Jean-Baptiste de Nigris, docteur en décrets, d’une des premières familles de Fréjus, chanoine de Fréjus, fut vicaire général d’Urbain Ier Fieschi, évêque de 1472 à 1485, dont les absences firent reposer sur les grands vicaires le gouvernement effectif du diocèse. C’est à lui que l’évêque, lors de son dernier passage à Fréjus à la fin de l’année 1483 afferma les revenus de l’évêché pour 750 ducats d’or. A la mort d’Urbain, quatre chanoines dont le premier était Jean-Baptiste de Nigris administrèrent le diocèse alors que l’autorité de Nicolas Fieschi qui se trouvait en concurrence avec Rostan d’Ancezune n’était pas reconnue par le chapitre. Comme au début du pontificat précédent, pareille attitude valut des censures aux chanoines récalcitrants.
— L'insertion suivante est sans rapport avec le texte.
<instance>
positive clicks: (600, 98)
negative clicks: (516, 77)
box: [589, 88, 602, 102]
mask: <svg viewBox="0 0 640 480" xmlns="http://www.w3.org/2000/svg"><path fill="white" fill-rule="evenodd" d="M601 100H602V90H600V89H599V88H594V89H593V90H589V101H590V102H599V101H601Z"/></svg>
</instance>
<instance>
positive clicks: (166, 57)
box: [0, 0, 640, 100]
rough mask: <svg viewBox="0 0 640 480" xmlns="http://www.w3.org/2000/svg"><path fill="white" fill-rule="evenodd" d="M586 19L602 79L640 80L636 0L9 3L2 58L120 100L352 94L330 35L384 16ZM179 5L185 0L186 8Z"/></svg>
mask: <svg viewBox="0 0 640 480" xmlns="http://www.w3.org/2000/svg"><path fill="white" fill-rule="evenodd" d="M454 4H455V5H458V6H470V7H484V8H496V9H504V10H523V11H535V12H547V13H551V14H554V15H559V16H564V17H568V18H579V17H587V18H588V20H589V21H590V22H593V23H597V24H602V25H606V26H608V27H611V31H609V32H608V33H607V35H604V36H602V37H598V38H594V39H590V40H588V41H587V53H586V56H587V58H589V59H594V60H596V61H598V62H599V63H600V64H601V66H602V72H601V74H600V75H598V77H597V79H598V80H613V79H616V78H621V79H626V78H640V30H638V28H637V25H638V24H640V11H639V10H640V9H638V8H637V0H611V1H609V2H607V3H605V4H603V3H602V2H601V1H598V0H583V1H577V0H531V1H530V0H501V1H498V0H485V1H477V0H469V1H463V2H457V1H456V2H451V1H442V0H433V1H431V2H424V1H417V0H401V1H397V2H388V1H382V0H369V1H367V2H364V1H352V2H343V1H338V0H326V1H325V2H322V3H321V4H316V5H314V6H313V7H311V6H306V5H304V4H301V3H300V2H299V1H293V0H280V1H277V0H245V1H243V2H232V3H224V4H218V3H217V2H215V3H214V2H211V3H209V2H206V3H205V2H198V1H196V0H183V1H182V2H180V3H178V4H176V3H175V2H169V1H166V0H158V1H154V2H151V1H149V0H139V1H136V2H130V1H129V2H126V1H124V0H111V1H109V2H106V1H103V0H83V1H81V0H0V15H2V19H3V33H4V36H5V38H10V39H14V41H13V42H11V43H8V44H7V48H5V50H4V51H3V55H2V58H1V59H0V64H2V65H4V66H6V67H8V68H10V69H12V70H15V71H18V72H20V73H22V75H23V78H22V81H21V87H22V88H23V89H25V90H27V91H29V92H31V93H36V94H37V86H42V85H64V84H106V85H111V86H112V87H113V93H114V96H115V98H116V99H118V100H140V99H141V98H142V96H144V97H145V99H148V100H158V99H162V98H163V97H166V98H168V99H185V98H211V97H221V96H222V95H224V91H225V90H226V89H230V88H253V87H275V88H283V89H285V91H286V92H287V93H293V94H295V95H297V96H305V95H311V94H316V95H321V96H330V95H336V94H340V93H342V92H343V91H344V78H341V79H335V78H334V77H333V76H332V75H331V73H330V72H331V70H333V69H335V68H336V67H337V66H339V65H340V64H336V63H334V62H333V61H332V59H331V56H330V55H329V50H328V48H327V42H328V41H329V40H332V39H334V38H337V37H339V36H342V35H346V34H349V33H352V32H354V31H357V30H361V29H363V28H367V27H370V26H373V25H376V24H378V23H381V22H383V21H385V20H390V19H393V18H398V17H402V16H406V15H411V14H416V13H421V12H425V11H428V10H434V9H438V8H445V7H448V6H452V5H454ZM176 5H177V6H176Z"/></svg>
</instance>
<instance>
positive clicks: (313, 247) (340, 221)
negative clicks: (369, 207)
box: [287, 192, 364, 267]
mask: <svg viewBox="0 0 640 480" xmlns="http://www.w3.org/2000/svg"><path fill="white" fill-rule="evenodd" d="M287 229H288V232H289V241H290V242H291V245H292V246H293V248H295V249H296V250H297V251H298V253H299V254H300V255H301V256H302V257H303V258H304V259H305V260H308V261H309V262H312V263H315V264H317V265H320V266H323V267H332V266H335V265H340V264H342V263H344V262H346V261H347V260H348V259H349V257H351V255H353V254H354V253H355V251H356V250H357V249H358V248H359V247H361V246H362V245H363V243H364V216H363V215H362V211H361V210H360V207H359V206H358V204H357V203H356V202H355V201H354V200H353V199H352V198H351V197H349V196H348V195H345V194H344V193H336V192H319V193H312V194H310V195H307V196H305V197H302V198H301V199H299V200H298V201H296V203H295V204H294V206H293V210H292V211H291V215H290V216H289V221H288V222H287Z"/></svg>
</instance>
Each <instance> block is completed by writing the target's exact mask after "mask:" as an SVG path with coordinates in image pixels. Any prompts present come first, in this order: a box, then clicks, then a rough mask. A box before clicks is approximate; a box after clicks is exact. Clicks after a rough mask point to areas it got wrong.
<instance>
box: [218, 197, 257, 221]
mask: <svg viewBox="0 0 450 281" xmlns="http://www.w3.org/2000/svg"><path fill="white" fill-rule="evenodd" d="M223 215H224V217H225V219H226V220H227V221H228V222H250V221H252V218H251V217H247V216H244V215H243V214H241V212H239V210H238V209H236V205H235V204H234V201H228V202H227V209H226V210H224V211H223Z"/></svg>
Cependant lorsque Nicolas Fieschi fut de nouveau nommé au début de l’année 1495, c’est le chanoine de Nigris, investi derechef de la fonction de vicaire général, qui fut choisi pour prendre possession du siège au nom du nouvel évêque. Peu de temps après, celui-ci obtint même qu’il soit sacré évêque in partibus de Tripoli : Mgr de Nigris fut en effet actif comme évêque « suffragant », selon la terminologie de l’époque pour désigner les auxiliaires, se substituant à l’évêque en titre pour toutes les fonctions épiscopales de 1495 à sa mort en 1515.

 Guillaume de Nigris

Au milieu du XVIème siècle naît un Jean-François de Nigris qui deviendra viguier de Fréjus. Sa fille Camille épousera en 1600 Jacques Camelin, frère de l'évêque Pierre : ils seront les parents des chanoines Jean et Joseph Camelin, et les grands-parents du chanoine Bernard Camelin. Jean-François a un fils, du nom de Boniface qualifié de bourgeois ou d’« egregius », voire de « vir primarius », qui épouse Eléonore (ou Aliénor) de Requiston. Au baptême de leur fils aîné, à la cathédrale de Fréjus le 8 septembre 1613, le parrain est le chanoine précenteur Guillaume de Nigris, peut-être l’oncle de l’enfant. Mais c’est de sa famille maternelle que le chanoine de Nigris tient sa prébende puisqu’il s’agit de celle du capiscol, tenue au moins jusqu’en 1609 par Guillaume Barbossy ; or la mère du chanoine Guillaume de Nigris est Françoise Barbossy, de Draguignan : la résignation entre l’un et l’autre a eu lieu en famille. Guillaume de Nigris est licencié en théologie et tiendra sa stalle au moins jusqu’en 1633 et, à son tour, la résignera peu après à son jeune parent Esprit.

 Esprit de Nigris

Esprit de Nigris naît à Fréjus le 2 septembre 1617, fils de Boniface de Nigris et d’Eléonore de Requiston. Il se trouve donc être le cousin germain des futurs chanoines Jean (d’un an son aîné) et Joseph Camelin, enfants du receveur des décimes Jacques Camelin (le frère de l’évêque Pierre Camelin) et de Camille de Nigris. L’enfant est baptisé le 5 septembre à la cathédrale par le vicaire Maurice Didier, entouré des membres de la confrérie du Saint-Esprit qui lui fournit son prénom et ses parrain et marraine. Destiné très tôt à l’état ecclésiastique, il est déjà chanoine capiscol le 18 avril 1635 (il a 17 ans…), mais accompagné de son père, quand il apparaît pour une récusation de juge. C’est bien évidemment à la libéralité de son parent Guillaume qu’il détient ce bénéfice. Esprit de Nigris se trouve absent du royaume (est-ce pour parfaire sa formation ?) quatre ans plus tard, alors qu’il traite en 1639 avec le chanoine André Gros qui lui a déjà succédé dans la fonction. On ignore ce qu’il devint.